GenRate detected approximately 30,000 novel putative exons (not appearing in the following databases: human ensembl, human ensembl novel, mouse refseq, mouse ensembl, mouse fantom2, mouse unigene). The following figure shows how the 10% most highly-expressed putative exons compare to well-annotated RefSeq genes.

GenRate Novel Exons

Project website (with data matrix):

http://www.psi.toronto.edu/genrate

References:

  • BJ Frey, N Mohammad, QD Morris, W Zhang, MD Robinson, S Mnaimneh, R Chang, Q Pan, E Sat, J Rossant, BG Bruneau, JE Aubin, BJ Blencowe, TR Hughes. Genome-wide analysis of mouse transcripts using exon microarrays and factor graphs, Nature Genetics 37:9, Aug 28, 2005. [PDF]

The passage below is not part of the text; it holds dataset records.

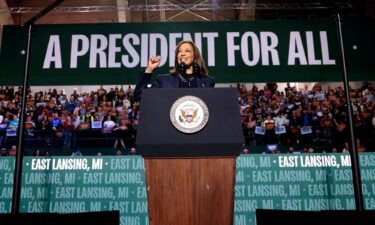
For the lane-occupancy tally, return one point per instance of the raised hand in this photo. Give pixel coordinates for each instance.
(153, 63)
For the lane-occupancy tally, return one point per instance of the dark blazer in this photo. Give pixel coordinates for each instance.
(167, 81)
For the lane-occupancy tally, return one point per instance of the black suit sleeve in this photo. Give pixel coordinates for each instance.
(144, 79)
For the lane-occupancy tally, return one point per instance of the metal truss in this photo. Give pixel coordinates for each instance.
(179, 7)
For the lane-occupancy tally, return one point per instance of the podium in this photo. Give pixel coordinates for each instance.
(190, 177)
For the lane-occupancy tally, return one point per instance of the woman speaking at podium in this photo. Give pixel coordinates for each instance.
(189, 71)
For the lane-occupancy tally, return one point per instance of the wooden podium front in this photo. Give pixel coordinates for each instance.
(190, 176)
(190, 191)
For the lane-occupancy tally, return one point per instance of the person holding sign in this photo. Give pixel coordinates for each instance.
(189, 71)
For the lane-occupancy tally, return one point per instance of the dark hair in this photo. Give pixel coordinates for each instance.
(197, 59)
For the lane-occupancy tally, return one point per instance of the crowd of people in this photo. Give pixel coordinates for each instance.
(109, 118)
(54, 119)
(308, 117)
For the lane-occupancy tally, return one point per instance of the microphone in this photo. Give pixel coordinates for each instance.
(182, 67)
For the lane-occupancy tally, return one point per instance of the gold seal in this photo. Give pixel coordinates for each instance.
(189, 114)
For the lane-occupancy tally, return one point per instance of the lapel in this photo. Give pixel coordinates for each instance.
(173, 82)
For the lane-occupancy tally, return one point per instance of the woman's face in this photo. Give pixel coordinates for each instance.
(185, 54)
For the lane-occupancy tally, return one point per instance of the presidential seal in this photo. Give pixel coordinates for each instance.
(189, 114)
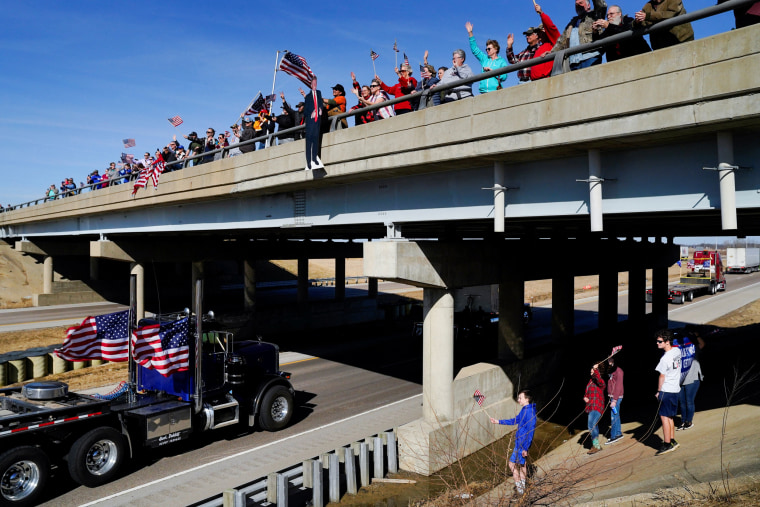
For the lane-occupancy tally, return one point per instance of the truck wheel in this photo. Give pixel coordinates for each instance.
(24, 472)
(95, 458)
(276, 408)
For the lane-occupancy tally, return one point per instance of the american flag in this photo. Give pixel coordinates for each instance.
(163, 348)
(101, 337)
(257, 105)
(176, 120)
(149, 173)
(297, 67)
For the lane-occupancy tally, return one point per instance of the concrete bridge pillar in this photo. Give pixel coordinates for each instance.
(249, 284)
(138, 270)
(197, 274)
(637, 284)
(438, 355)
(372, 288)
(340, 278)
(511, 327)
(563, 307)
(47, 275)
(608, 298)
(303, 279)
(727, 180)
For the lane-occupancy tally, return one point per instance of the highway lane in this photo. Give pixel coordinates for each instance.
(336, 404)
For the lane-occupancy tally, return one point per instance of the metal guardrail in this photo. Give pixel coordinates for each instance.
(327, 477)
(559, 59)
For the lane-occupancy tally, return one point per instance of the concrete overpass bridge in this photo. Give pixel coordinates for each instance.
(562, 177)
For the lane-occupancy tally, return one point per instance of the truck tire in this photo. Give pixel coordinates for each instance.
(24, 472)
(276, 408)
(96, 457)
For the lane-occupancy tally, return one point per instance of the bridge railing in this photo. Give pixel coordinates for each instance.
(559, 58)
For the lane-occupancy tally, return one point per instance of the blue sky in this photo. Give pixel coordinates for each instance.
(77, 77)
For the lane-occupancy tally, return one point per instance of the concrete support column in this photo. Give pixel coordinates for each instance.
(303, 279)
(438, 356)
(563, 307)
(197, 274)
(47, 275)
(660, 295)
(511, 327)
(138, 270)
(608, 298)
(595, 190)
(499, 196)
(94, 268)
(249, 285)
(372, 288)
(727, 181)
(637, 285)
(340, 278)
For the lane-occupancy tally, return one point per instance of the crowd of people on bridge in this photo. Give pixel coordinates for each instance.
(593, 21)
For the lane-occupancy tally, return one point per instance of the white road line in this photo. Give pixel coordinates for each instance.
(242, 453)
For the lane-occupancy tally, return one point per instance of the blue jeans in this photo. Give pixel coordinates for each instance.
(593, 424)
(615, 430)
(686, 400)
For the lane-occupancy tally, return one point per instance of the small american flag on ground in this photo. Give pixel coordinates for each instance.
(102, 337)
(163, 348)
(297, 67)
(176, 121)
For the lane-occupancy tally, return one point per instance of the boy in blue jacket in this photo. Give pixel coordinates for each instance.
(526, 426)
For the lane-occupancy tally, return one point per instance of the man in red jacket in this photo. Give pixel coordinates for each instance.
(540, 41)
(406, 84)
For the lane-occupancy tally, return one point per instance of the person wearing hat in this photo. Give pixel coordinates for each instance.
(490, 60)
(406, 83)
(247, 134)
(540, 41)
(580, 31)
(337, 104)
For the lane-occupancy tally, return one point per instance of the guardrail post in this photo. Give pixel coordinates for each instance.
(392, 453)
(364, 463)
(334, 478)
(282, 490)
(233, 498)
(350, 467)
(308, 467)
(317, 499)
(378, 471)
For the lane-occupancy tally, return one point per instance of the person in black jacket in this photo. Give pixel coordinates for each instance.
(617, 23)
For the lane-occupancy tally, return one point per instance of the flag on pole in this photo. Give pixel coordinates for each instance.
(102, 337)
(257, 105)
(176, 121)
(163, 348)
(297, 67)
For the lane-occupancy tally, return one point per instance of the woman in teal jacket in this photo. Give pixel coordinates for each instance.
(490, 60)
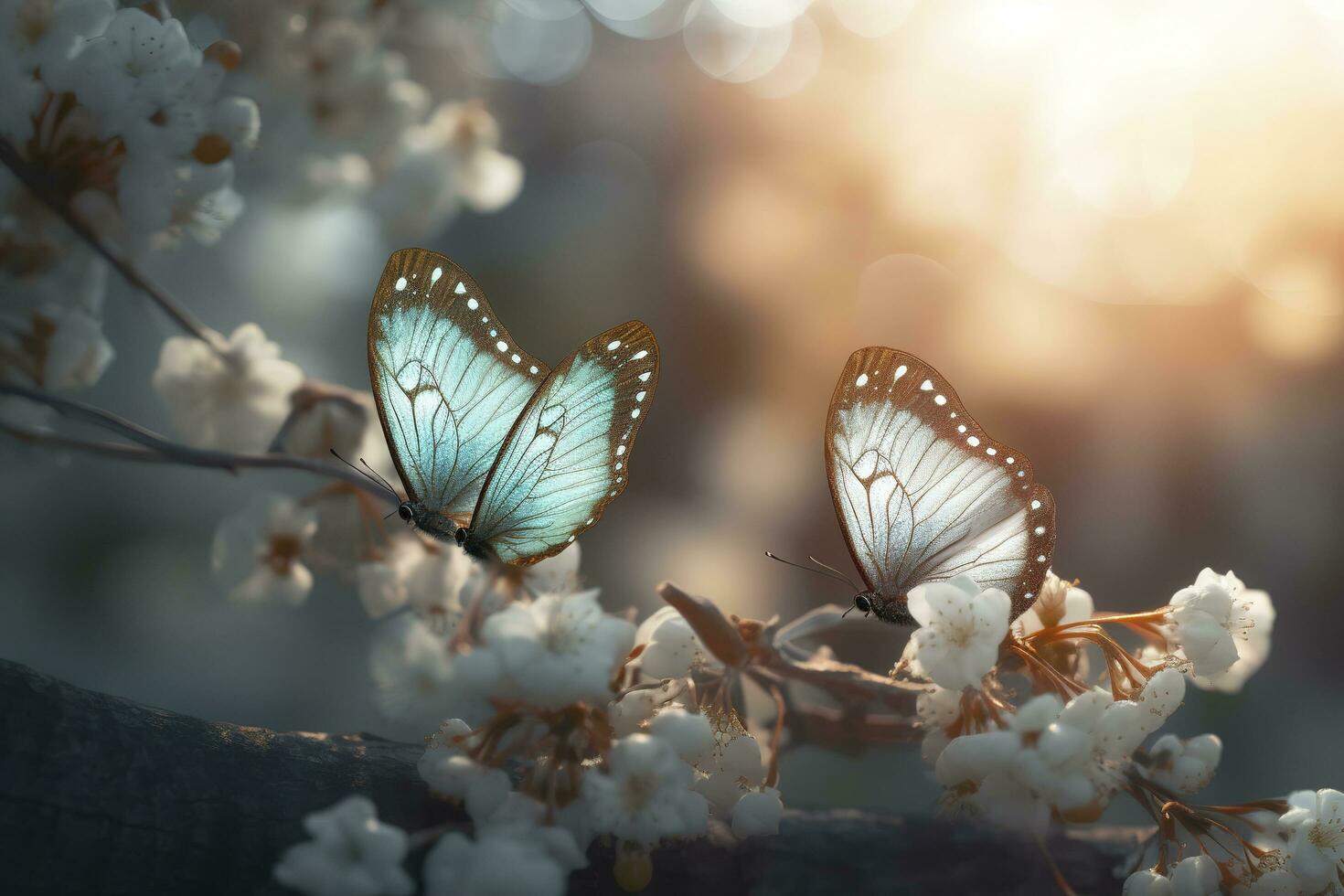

  • BJ Frey, TR Hughes and QD Morris. GenRate: A generative model that reveals novel transcripts in genome-tiling microarray data, Journal of Computational Biology 13:2, 200-214, March 2006.

  • B. J. Frey, Q. D. Morris, M. D. Robinson and T. R. Hughes. Finding novel transcripts in high-resolution genome-wide microarray data using the GenRate model, RECOMB 2005, MIT, June 2005.